Maldito carro! Viro a chave na ignição, novamente. Tento uma vez, duas – acho mesmo que já perdi a conta! - e o motor, sem perceber meu ódio crescente, sequer dá sinal de vida. Perdido ali, naquela auto-estrada no meio do nada, rodeado por quilômetros de árvores gigantescas, apoio minha cabeça no volante, desanimado. Parece, até, que já ouço os comentários. Eu não disse? Sabia que Douglas se atrasaria. Uma reunião tão importante e ele nem dá satisfação! Ele não tem mesmo o talento do pai, tão necessário para levar essa empresa adiante... Sei que estou rodeado de víboras. O mundo empresarial não é nenhum jardim de infância e eu bem sabia disso quando resolvi fazer parte dele. Mas ser traído, assim, por um carro recém saído da concessionária é o cúmulo! E sei que eles se aproveitarão disso...
Por um momento, extremamente breve, pensei que o motor tivesse funcionado. Doce ilusão! Deve ter sido o vento, movimentando um pouco dessa paisagem melancólica – uma reta enorme, esquecida no mundo, rasgando a mata, em que não se vê o ponto de saída, tampouco o de chegada.

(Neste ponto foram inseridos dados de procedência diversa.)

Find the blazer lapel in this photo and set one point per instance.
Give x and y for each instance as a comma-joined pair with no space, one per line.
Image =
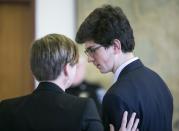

Pelas minguadas réstias de luz que, heroicamente, atravessam os galhos, percebo o sol a pino e tento reorganizar minhas idéias.
A reunião com o “staff” da filial fora marcada por mim. Os índices de crescimento desaceleraram e achei, por bem, que era hora de intervir, para que as coisas voltassem ao normal, dentro do padrão esperado. No último momento, por algum pressentimento bobo, desses que a gente tem e não entende, resolvi desistir do vôo e, como já havia feito uma programação com folga, decidi viajar de carro, sozinho, longe do restante da diretoria, que seguiu viagem no avião fretado. Assim, teria tempo suficiente para traçar minha estratégia para vencer as resistências que, nos últimos tempos, começaram a contaminar o ambiente das empresas do grupo.
Acordei hoje, de bom humor. Era bem cedinho quando saí do hotel e coloquei o carro novamente na estrada. Era o segundo dia de viagem e, inconscientemente, na maior parte dela, meu pé ficara cravado, bem fundo, no acelerador. Se tudo corresse bem – e eu não admitia outra hipótese! – chegaria lá na hora marcada, com tempo, ainda, para um cafezinho...
Mas as coisas não se deram com haviam sido previstas. Depois do último posto de abastecimento, alguns – muitos! - quilômetros atrás, o motor começou a ratear, não querendo responder como, até então, havia feito. E quanto mais ele engasgava, mais eu insistia em provocá-lo, pisando repetidas vezes no acelerador. Vai, desgraçado! Pisava com raiva. Muita raiva. Nem pense em parar aqui, sua lata velha! De novo. Mando você para o ferro-velho e faço questão de vê-lo triturado, aos poucos, lentamente... E de novo. E quanto mais nervoso ficava, e quanto mais insistia, menos força o carro demonstrava.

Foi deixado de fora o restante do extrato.